Radiation is often the last stretch of treatment and an important one, says Dr. Dan Cornell, MD, medical director for radiation oncology at Meritus Health’s John R. Marsh Cancer Center. “If you just stop after removing tumors, about 30 percent of cancers will come back. Radiation therapy lowers risk to about 9 percent [depending primarily on size and aggressiveness of the tumor],” he says.
Most women will have 33 treatments, and there can be side effects like skin redness, fatigue, and increased chance of osteoporosis in treated ribs. Though a shorter program for women over 50 significantly decreases these problems.
The Emotional Piece
“You are so overwhelmed with everything going on,” says Janet Lung, executive director, Breast Cancer Awareness — Cumberland Valley in Hagerstown. The organization has free offerings for women in Southern Pennsylvania, Western Maryland and the Eastern panhandle of West Virginia, including wigs, bras for women who have had mastectomies, and a support group. “We tell them we’d like to send them an angel. This person sends them a card each week they are in treatment. Great friendships have been made. They will have lunch together and call each other. When treatment’s over they still have that connection,” says Janet, a breast cancer survivor herself.
A support group with a core of long-term survivors also reaches out to newly diagnosed women. “Some first come here with that ‘Oh my God, deer in the headlights’ look. We just listen and let them know the things they are afraid of that we felt. The more we chat the less they worry about how their 6-year-old will handle this, or whatever they are concerned about,” says Janet.
Breast cancer is a mind-blowing diagnosis. But practitioners and researchers are learning ways to improve outcomes — from figuring out who may best benefit from chemo and who can bypass it, to delivering radiation more precisely to avoid the heart and other tissue.
What’s newest in Dr.

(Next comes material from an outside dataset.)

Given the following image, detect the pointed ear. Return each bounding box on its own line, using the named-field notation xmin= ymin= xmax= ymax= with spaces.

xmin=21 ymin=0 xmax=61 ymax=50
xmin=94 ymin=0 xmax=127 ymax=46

Eakin’s arena is a protocol to spare lymph nodes, which filter toxins and cancer cells. But they sometimes fill with cancer. “When I started, you took all the nodes in the arm pit and behind the chest wall muscle to prevent cancer from spreading. We have since learned if [the first sampled] two or three nodes have no cancer there is minimal chance the other nodes will. So we can save the remaining nodes, give radiation, and survival and recurrence rates are the same,” she says.
And while cancer was once a taboo subject, more groups are forming to change that, which Janet thinks is important to healing. “When I had my biopsy and the nurse was wrapping me in bandages after the doctor left the room, she said, ‘I know you are scared.’ But there’s a lot of life left after cancer.
I am glad she was the nurse working that day. I didn’t believe it at first, but further down the road, it really helped.”